GPU accelerated SHAP values crash Google Colab

nijshar28 · July 8, 2021, 1:49pm

Hi. I am trying to utilize Google Colab GPUs to speed up some of my work with xgboost. By default, Colab machines are set up with Python 3.7 and Xgboost 0.90. Running !pip install --upgrade xgboost installs version 1.4. However, when I am trying to run booster.predict(dmat, pred_contribs=True)) in a loop (I am trying to compute SHAP values for different models on the same dataset), it runs for the first 10 iterations or so and then crashes the Colab kernel.

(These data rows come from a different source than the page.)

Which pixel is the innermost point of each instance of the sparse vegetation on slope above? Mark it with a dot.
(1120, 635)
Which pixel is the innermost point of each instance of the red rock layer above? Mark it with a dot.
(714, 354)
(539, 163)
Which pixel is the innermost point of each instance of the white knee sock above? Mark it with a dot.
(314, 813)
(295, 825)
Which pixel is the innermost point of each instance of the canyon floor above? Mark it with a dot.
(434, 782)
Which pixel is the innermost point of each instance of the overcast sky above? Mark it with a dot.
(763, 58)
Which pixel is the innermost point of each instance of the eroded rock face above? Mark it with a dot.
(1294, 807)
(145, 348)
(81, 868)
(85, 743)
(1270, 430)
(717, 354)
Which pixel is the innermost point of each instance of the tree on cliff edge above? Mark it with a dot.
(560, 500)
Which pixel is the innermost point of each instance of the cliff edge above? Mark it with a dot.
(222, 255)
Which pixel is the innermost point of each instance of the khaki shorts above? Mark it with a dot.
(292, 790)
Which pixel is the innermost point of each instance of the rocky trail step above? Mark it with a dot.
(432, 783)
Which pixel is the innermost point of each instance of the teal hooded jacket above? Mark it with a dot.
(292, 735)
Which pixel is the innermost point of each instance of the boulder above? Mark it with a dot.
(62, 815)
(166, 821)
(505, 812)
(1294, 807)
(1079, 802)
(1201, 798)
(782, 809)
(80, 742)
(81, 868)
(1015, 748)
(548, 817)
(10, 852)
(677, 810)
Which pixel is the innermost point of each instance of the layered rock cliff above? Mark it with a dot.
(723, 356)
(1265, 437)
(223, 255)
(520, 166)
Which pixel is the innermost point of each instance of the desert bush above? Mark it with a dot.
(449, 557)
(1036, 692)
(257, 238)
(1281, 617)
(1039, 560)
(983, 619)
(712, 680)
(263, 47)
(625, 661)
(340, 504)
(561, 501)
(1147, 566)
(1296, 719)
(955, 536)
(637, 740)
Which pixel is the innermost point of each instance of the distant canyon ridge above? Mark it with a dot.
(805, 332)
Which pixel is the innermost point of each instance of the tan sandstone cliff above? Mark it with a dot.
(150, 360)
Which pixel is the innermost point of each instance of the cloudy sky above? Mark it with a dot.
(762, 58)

I also run booster.set_param({'predictor': 'gpu_predictor'}) before calling booster.predict(..., pred_contribs=True).

I don’t think the crash is related to resource consumption as RAM and GPU memory loads look low. Also, my dataset and model are pretty small and xgboost predicts the SHAP values blazingly fast until it crashes.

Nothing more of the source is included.